También el contexto resulta crucial. Como pone de manifiesto el ya clásico experimento filosófico del dilema del tranvía: ¿accionarías una palanca que desvía un tranvía que está a punto de atropellar a cinco personas a otra vía donde solo hay una persona?

  • Un consecuencialista accionaría la palanca.
  • Un deontológico no, porque igualmente mataría a un ser humano.

La mayoría de la gente es consecuencialista.

Sin embargo, si en vez de tirar de una palanca hay que empujar a una persona a la vía para que detenga el tren, entonces la mayoría de la gente es deontológica.

En otras palabras: dependiendo del contexto, nuestras intuiciones morales cambian. Así que nuestras intuiciones, al menos en estos casos, no dependen tanto de los principios morales como de la psicología. Del diseño de nuestro cerebro. De los niveles neuroquímicos. De los genes. Todo un concierto biológico que toca unas notas u otras en función de los inputs entrantes del contexto.

Esto lo explicaba también de otro modo el premio Nobel Daniel Kahneman en Pensar rápido, pensar despacio.

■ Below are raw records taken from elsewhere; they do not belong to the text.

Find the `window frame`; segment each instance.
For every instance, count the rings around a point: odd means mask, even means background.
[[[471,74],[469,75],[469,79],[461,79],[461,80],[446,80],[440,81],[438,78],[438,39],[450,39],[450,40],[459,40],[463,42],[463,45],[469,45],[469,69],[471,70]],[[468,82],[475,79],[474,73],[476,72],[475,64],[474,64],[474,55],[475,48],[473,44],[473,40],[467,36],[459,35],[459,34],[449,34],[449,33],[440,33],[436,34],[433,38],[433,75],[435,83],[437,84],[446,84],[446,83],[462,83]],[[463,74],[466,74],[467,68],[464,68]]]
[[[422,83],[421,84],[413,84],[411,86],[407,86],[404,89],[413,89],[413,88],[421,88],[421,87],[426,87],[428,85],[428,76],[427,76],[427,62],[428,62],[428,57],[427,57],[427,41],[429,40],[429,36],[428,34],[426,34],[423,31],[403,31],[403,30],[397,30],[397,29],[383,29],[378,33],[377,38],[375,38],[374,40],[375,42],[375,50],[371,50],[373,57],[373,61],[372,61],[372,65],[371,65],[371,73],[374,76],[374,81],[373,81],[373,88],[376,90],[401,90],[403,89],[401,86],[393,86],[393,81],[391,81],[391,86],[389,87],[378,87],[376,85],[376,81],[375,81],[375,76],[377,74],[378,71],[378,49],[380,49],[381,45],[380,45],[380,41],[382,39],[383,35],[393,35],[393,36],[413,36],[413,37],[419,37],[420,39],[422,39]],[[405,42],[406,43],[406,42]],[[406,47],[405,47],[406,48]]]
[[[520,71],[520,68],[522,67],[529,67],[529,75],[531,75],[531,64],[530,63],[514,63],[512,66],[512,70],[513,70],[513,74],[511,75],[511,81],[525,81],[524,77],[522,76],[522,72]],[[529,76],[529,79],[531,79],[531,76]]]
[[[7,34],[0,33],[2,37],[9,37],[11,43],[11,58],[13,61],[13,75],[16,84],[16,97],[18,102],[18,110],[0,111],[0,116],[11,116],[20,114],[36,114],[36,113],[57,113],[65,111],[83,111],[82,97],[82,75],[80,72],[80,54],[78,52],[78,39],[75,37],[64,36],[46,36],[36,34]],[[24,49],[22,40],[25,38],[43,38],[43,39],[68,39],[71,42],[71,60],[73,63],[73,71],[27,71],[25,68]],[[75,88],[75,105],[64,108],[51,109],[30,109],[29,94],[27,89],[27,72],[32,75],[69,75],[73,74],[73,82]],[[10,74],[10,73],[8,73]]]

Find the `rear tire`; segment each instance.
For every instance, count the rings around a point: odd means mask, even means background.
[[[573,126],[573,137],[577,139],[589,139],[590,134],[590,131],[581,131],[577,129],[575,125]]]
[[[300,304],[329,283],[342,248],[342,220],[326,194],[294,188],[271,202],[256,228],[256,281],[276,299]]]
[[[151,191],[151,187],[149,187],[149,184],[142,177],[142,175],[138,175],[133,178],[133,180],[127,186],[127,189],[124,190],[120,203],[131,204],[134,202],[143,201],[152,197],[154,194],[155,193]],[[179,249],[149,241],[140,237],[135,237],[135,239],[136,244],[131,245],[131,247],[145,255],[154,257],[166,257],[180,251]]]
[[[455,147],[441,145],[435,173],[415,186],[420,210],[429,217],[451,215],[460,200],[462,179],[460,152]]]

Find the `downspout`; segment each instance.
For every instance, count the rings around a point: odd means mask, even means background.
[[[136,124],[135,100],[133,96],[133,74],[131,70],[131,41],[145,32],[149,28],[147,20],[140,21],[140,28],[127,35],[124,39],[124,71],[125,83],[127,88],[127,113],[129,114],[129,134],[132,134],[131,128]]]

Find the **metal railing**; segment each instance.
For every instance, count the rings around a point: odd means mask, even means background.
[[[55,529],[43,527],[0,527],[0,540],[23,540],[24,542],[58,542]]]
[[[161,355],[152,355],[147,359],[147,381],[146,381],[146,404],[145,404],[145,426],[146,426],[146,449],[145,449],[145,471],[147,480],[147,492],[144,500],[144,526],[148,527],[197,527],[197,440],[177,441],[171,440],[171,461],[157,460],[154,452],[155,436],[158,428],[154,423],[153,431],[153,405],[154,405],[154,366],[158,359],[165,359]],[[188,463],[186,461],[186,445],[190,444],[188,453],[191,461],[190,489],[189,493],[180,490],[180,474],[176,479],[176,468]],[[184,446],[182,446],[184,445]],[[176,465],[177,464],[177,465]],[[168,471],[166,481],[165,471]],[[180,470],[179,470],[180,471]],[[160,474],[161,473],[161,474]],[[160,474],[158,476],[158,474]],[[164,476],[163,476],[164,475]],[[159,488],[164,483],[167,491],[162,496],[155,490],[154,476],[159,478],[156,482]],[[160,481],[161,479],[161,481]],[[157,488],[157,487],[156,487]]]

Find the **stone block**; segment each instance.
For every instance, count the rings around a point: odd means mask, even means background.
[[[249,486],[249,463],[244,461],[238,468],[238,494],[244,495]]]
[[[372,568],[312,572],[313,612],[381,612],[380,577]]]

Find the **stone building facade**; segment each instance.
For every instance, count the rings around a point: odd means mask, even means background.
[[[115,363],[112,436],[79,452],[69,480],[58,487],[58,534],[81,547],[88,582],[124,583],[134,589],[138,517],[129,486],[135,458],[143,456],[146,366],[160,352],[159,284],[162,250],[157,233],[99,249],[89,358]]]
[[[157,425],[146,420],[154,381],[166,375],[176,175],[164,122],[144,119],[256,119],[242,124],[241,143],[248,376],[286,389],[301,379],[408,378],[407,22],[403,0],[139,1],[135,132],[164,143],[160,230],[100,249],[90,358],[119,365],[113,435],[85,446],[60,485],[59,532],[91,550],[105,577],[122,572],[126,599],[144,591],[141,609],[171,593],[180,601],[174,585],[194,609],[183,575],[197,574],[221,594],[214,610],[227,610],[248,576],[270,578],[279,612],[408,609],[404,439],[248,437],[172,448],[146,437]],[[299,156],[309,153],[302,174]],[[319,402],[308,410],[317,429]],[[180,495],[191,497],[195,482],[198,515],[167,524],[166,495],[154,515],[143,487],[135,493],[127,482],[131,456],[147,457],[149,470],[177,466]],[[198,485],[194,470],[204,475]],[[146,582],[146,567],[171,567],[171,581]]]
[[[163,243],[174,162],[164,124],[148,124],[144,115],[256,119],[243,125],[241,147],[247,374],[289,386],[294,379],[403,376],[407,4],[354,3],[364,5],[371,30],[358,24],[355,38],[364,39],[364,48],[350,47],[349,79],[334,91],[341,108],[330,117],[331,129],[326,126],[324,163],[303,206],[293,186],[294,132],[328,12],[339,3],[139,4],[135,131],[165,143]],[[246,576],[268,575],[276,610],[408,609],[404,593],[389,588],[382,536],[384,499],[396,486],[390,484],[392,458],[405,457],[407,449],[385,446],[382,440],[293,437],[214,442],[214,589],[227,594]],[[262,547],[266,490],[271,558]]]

Tenemos dos sistemas para pensar, uno rápido influido por las emociones y otro más sosegado influido por la reflexión. Cuando tenemos que accionar una palanca, simplemente usamos el cálculo racional coste/beneficio. Pero matar con nuestras propias manos a alguien activa más la parte emocional y sentimos repulsión.

Dicho sintéticamente: cuanta mayor sea la implicación emocional en un tema moral, más tenderá a ser uno deontológico. Y cuanta menos, más tenderá a ser consecuencialista.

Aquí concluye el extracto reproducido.